Com relação à Ucrânia, na primavera de 1980, João Paulo II convocou o primeiro sínodo no exílio da Igreja Greco-Católica Ucraniana, liquidada por Stálin em 1946 e então totalmente clandestina, ato que recebeu dura crítica do governo soviético e de Pimen, Patriarca de Moscou, um peão do Kremlin. De acordo com os Arquivos Mitrokhin, Pimen era considerado agente de primeira categoria da KGB sob o codinome Kuznetsov. Um segundo sínodo fora convocado em fevereiro de 1983.
O cardeal ucraniano e líder greco-católico exilado em Roma, Josyf Slipyj, havia pedido, em novembro de 1978, que o Papa revisasse o diálogo com a Igreja Ortodoxa Russa, baseado, segundo ele, em "falsos fundamentos", e que fosse criado um Patriarcado Ucraniano católico. Apesar da resposta negativa, João Paulo II reconheceu os sofrimentos do cardeal e o chamou para o espírito ecumênico, que viria a ser uma das principais marcas de seu pontificado.
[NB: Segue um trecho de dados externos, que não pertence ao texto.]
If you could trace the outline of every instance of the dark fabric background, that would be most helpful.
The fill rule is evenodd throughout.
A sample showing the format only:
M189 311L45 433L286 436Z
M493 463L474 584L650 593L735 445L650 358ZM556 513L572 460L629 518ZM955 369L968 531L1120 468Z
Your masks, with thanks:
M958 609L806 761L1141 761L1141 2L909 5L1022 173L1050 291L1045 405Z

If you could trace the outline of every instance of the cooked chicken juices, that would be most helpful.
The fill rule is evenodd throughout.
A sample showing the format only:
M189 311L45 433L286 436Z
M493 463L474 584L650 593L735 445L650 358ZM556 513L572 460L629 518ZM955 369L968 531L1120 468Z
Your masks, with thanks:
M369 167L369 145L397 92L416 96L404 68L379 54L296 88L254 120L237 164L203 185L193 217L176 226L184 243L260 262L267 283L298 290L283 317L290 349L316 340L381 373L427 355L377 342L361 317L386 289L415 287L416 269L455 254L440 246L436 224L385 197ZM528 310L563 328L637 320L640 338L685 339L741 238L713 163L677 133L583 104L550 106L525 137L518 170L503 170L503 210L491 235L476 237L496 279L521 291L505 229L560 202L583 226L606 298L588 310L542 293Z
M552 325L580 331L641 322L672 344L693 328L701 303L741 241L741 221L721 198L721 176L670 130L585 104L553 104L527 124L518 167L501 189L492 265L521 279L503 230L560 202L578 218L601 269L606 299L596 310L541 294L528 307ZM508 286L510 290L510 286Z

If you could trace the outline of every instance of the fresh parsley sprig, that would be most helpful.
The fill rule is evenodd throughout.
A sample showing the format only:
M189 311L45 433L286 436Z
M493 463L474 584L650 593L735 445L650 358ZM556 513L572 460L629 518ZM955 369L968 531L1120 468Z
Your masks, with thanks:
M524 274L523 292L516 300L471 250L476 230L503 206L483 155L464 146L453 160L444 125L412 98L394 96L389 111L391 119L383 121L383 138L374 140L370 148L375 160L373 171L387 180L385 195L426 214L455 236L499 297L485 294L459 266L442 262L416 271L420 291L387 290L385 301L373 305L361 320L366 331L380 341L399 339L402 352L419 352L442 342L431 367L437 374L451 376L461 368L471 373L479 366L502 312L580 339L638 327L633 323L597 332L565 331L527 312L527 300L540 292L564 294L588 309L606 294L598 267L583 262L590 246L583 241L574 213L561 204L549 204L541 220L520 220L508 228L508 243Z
O apoio aos greco-católicos fez aumentar o número de sacerdotes na Ucrânia, que chegavam a quinhentos, estimulou a criação de um comitê de defesa dos direitos da Igreja e injetou ânimo na comunidade religiosa clandestina.
A Santa Sé também declarou apoio aos católicos da Letônia e Belarus, então territórios da União Soviética, acusados de atividades ilegais, como serviços e educação religiosos, defendendo a liberdade religiosa e seus direitos de propriedade.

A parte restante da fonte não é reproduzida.